The problem is probably not in your Datasource methods, but your Delegate methods, tableView(_:heightForRowAt:).

If you do not return a correct height for the cell, it won't show up.

It doesn't matter if you write 1000 cells in your datasource. If you don't return the height, they wont show up.

Upvotes: 1

GeneCode
GeneCode

Reputation: 7588

You are not comforming to the MVC pattern in implementing the table. You must return the count of the tableView's datasource, not variables of it.
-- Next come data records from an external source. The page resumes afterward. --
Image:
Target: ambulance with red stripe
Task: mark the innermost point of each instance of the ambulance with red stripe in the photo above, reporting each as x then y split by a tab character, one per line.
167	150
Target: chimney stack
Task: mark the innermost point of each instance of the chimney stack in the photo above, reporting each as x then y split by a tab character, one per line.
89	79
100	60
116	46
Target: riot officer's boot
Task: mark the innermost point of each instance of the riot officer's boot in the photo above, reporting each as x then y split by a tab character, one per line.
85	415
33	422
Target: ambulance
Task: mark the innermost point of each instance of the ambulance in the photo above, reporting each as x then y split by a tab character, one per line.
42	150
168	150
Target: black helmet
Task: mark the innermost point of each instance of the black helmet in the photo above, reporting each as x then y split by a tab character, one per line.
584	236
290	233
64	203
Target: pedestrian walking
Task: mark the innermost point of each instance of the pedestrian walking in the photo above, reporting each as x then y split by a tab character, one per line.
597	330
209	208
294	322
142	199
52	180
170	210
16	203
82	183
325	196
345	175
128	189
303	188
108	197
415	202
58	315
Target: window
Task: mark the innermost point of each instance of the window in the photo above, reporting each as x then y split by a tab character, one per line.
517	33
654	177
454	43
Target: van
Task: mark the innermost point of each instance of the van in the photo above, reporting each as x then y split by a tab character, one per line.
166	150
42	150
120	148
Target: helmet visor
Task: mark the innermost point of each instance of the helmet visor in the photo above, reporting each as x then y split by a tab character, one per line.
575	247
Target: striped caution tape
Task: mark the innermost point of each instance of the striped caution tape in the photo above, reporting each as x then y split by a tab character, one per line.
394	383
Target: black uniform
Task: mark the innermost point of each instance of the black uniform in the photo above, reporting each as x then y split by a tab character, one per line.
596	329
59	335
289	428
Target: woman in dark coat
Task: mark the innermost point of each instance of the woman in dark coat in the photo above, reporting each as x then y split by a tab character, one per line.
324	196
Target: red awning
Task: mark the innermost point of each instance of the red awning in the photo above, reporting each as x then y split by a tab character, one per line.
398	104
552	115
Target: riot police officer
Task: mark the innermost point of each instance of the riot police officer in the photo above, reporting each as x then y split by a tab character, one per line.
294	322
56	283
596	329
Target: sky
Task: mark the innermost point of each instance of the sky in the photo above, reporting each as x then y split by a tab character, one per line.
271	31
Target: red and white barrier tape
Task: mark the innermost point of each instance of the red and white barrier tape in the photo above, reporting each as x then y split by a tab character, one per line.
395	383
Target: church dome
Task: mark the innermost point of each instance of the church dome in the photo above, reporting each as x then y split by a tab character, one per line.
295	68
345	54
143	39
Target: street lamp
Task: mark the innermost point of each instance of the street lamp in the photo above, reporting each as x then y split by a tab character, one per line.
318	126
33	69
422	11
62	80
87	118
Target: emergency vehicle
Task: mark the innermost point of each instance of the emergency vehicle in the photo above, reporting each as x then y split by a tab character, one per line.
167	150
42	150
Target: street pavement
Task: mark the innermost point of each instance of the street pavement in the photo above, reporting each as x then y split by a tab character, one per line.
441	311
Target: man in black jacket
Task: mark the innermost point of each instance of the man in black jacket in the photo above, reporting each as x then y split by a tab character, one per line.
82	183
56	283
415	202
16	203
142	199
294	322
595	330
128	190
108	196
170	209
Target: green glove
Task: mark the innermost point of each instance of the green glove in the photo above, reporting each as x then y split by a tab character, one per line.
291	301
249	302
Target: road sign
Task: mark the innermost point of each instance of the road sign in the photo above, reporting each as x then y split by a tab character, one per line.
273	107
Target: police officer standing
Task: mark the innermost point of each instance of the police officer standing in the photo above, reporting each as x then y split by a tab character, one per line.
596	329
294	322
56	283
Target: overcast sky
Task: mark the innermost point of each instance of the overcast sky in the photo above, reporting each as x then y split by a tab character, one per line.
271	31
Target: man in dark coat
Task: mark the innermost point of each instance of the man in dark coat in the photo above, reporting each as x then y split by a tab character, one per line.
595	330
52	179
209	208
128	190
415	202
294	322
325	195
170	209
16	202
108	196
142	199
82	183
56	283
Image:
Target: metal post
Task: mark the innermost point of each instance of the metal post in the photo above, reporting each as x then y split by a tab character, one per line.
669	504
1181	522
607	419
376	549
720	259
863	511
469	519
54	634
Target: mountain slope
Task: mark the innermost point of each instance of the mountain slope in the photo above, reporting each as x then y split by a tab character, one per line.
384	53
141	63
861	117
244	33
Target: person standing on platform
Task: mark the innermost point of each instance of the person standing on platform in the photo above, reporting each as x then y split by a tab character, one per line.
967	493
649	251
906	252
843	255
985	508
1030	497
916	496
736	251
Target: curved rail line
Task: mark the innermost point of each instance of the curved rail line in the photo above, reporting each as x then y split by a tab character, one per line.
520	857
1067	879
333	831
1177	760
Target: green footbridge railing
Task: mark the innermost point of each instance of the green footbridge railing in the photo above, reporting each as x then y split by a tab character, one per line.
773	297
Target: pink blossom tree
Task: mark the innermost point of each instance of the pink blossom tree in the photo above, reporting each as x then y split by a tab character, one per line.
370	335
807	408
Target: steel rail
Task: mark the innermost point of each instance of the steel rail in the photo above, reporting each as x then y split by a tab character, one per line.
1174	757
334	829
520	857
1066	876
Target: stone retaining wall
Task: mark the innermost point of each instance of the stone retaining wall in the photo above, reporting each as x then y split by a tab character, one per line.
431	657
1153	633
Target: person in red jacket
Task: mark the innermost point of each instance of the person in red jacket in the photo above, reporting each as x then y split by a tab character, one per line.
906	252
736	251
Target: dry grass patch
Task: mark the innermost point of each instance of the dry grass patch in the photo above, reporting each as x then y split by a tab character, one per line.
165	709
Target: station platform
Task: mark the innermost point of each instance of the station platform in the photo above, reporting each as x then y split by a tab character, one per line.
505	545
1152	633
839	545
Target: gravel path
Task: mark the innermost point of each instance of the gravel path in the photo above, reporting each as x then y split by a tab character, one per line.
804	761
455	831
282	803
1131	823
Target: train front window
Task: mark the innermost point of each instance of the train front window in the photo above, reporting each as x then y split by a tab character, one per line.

- (NSInteger)tableView:(UITableView *)tableView numberOfRowsInSection:(NSInteger)section
{
    if (section == SectionNumber_One) {
        return 6;
    } else {
        return [_displayingArray count]; // <-- here
    }
}

If you want different items for each sections, then declare different datasource (ie array) for each of them.

EDIT: Even returning constant 6 is dangerous in the other section - you ought to add items to another fixed array and return that array's count in this delegate.